Le vert vient de la chlorophylle, une molécule bâtie autour d'un atome de magnésium. À la chaleur, les cellules de la feuille se rompent et libèrent leurs acides organiques. Ces acides remplacent le magnésium par un atome d'hydrogène, et la molécule devient de la phéophytine, d'un vert olive terne. La réaction est irréversible, et elle est lente au début puis très rapide : quelques minutes de cuisson douce suffisent à la déclencher pour de bon.

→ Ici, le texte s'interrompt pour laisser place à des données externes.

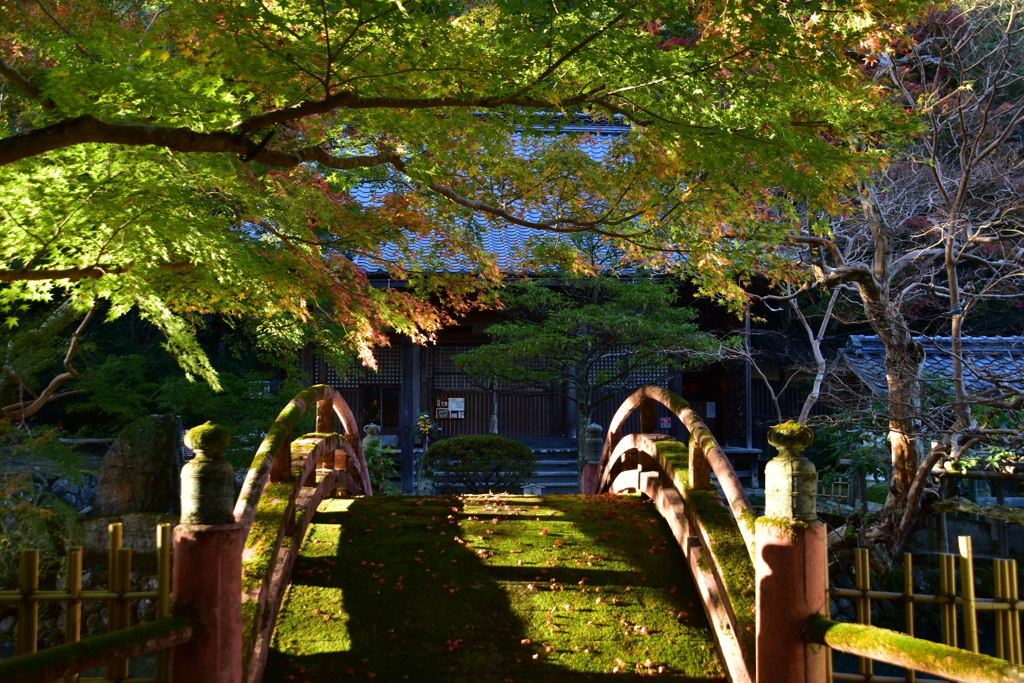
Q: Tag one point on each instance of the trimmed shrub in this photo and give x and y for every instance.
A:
(479, 464)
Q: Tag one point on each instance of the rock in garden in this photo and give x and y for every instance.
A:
(139, 473)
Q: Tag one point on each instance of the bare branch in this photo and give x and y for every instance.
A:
(22, 411)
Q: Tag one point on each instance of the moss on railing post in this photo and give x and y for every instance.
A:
(208, 479)
(208, 564)
(790, 566)
(791, 480)
(590, 459)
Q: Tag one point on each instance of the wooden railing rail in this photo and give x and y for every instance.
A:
(72, 658)
(903, 650)
(711, 535)
(273, 454)
(121, 642)
(288, 479)
(706, 454)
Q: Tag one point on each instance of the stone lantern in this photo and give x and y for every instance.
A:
(208, 479)
(791, 479)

La parade tient en deux gestes. On blanchit très court, quarante-cinq secondes dans une grande eau bouillante, ce qui désactive les enzymes de la feuille sans laisser le temps aux acides d'agir. Puis on plonge dans l'eau glacée, ce qui arrête net la cuisson résiduelle : sans ce choc, les épinards continuent de cuire dans leur propre chaleur et virent dans le saladier.
Le reste suit la même logique : la purée d'épinards entre à la toute fin dans la base d'oignon et de tomate déjà cuite, et elle ne mijote jamais. Le paneer, lui, se dore à part et se pose dessus.